You need a lot of phillips screw drivers. There's an obvious screw facing the rider. There are two on the bottom...one is hidden by a wire going in to the inboard side of the switches. Finally, a very small one in a recess on the side facing away from the rider (front?).

I ordered a switch.

I've got the array disassembled enough to have the actual switch, surrounded by white plastic and some epoxy looking stuff on the bottom exposed....just like the article. I'm going to re-read and then cut the wires. Gulp.

Wish me luck.

At this point, I could try contact cleaner to get the thing working again, but the reports are that it doesn't last. I need it to last. I take my bike everywhere. Replacing the array is no picnic. I don't have ESA but I have Cruise. There are a lot of wires and I can't see where they plug into the bike. Looks like they just go into a massive loom. I suppose I could buy an array and just steal the switch out of it but the replacement switch part doesn't look that hard. i have a Dremel and such. I'm going for it.

If it doesn't work out, I'll try a switch off an array from a wreck. Found one on Ebay and I'm sure there are some others around.

My bike is also an '05. My faulty blinker switch is also on an '05 RT. I don't believe in coinkidynks on this sort of stuff.

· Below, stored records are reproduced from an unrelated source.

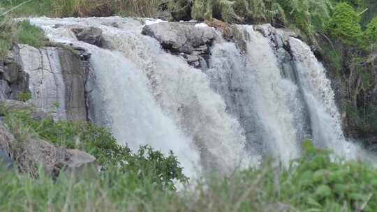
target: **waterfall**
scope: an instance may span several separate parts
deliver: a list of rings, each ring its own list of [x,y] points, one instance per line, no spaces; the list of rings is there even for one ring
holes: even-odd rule
[[[307,103],[314,144],[334,151],[338,155],[353,157],[350,143],[346,141],[341,121],[325,69],[310,47],[302,41],[289,38],[298,83]]]
[[[266,33],[238,26],[243,50],[219,36],[208,67],[200,70],[142,35],[135,19],[31,22],[52,41],[91,54],[87,89],[94,122],[134,150],[148,144],[173,151],[189,175],[209,168],[230,173],[265,156],[288,164],[308,137],[339,154],[350,151],[325,68],[306,45],[277,38],[272,26]],[[77,26],[101,29],[101,47],[78,41],[71,30]]]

The rubber surround around the switch wasn't in good shape. I think maybe they changed the rubber on later models? The rubber probably keeps crap from getting in the switch. When I get it working, I'll tear open the switch and look for evidence of crud.

Not sure what I'll replace that rubber with...maybe a small O-ring? Like I said, projects like this one take time and thought.

I have to say, this bike has been through some stuff. Winter riding, deluge rain-storms etc. I think it was raining last weekend when it failed. Not sure exactly when it happened, but we parked in the rain for 2 hours on Friday. On Sunday, one of the guys I was leading asked me to use my signals more. I thought that odd, then I looked and sure enough...left side gone. I know it was working when I left on this trip. What an odd thing!